In February 2017, Tibor put plaintiff on a performance improvement plan ("PIP"). Doc. 19 at APP 44, APP 78-79. The PIP identified specific areas that plaintiff needed to address, e.g. not being responsive to clients and failing to meet deadlines. Id. at APP 78. The PIP gave plaintiff thirty days to improve his performance. Id. at APP 79. The first working day after receiving the PIP, plaintiff submitted his written resignation. Id. at APP 44, APP 81.

V.

Analysis

The same analysis applies to claims under Title VII and § 1981. Shackelford v. Deloitte & Touche, L.L.P., 190 F.3d 398, 403-04 n.2 (5th Cir. 1999). To establish a prima facie claim for discrimination plaintiff must show that: (1) he is a member of a protected group; (2) he was qualified for the position at issue; (3) he suffered an adverse employment action by his employer; and (4) he was replaced by someone outside the protected group or was treated less favorably than other similarly situated employees. McCoy v. City of Shreveport, 492 F.3d 551, 556 (5th Cir. 2007). An adverse employment action is an ultimate employment decision. Felton v. Polles, 315 F.3d 470, 486 (5th Cir. 2002). Ultimate employment decisions include hiring, firing, demoting, promoting, granting leave, and compensating. Thompson v. City of Waco, 764 F.3d 500, 503 (5th Cir. 2014). An employer's action does not rise to the level of adverse if it fails to have more than a tangential effect on a possible future ultimate employment decision. Mota v. Univ. of Tex. Houston Health Sci. Ctr., 261 F.3d 512, 519 (5th Cir. 2001). For example, placing an employee on a performance improvement plan is not an adverse employment action. Turner v. Novartis Pharms. Corp., 442 F. App'x 139, 141 (5th Cir. 2011).

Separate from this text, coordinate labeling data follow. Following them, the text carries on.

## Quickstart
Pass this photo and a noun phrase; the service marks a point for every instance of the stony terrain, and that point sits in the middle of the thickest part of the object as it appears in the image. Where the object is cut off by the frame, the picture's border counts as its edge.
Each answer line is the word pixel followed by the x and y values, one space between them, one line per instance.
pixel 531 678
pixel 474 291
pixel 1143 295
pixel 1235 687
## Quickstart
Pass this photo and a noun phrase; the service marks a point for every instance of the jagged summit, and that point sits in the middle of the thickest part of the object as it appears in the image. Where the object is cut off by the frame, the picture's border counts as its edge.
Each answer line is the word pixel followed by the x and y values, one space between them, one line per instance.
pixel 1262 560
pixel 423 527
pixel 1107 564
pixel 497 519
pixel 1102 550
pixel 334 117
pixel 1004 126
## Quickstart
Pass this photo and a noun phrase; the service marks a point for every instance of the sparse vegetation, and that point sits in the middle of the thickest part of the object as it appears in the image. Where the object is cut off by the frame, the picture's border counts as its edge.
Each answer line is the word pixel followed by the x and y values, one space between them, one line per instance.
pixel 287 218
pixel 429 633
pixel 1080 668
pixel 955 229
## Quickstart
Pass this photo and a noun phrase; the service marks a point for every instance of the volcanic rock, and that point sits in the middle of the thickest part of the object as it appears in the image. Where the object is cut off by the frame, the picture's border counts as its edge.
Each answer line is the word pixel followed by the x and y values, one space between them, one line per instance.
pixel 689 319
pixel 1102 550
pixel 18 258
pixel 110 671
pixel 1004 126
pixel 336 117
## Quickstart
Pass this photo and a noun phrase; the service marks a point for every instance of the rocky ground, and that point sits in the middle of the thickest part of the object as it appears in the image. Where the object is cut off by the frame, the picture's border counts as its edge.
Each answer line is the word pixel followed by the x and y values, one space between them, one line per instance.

The same analysis also applies to claims under Chapter 21, Shackelford v. Deloitte & Touche, L.L.P., 190 F.3d 398, 403-04 n.2 (5th Cir. 1999). As discussed, infra, plaintiff concedes that he cannot pursue his Chapter 21 claims.

Plaintiff argues that the facts of his case are distinguishable from those of Turner. But, he fails to point to evidence to establish a genuine fact issue as to any adverse employment action. Plaintiff's receipt of a smaller bonus than in prior years was not connected to his PIP; nor was his failure to receive stock options. Those events were tied to his 2015 performance review, which took place a year before the PIP. Further, plaintiff has nothing but his own speculation to support the contention that the PIP invariably would have resulted in his termination. Plaintiff resigned instead of making any effort whatsoever to improve his performance or even address what he considered to be unjust requirements. His allegations regarding receiving a review by telephone rather than in person, being informed about a reorganization that never occurred, and being required to work in the office instead of from home do not amount to ultimate employment actions. See, e.g., Allbritain v. Texas Dep't of Ins., No. A-12-CA-431-SS, 2014 WL 272223, at *4 (W.D. Tex. Jan. 23, 2014)(denial of participation in telecommuting is not an adverse employment action); Thomas v. Napolitano, No. 3:10-CV-265-B, 2013 WL 12250942, at *18 (N.D. Tex. Jan. 15, 2013)(failure to receive notification via normal methods is not an adverse employment action).

Plaintiff alleges that he was constructively discharged, which is an adverse employment action. Doc. 23 at 13-14. But, to establish a claim for constructive discharge, plaintiff must show that his working conditions were so intolerable that a reasonable employee would have felt compelled to resign. Green v. Brennan, 136 S. Ct. 1769, 1776 (2016); Faruki v. Parsons S.I.P., Inc., 123 F.3d 315, 319 (5th Cir. 1997). Discrimination alone is not enough; nor is mere failure to promote. Brown v. Kinney Shoe Corp., 237 F.3d 556, 566 (5th Cir. 2001). Constructive discharge requires a greater degree of harassment than required to establish a hostile work environment (as discussed infra). Id. Here, there is simply no evidence to support the contention that a reasonable person in plaintiff's position would have been compelled to resign.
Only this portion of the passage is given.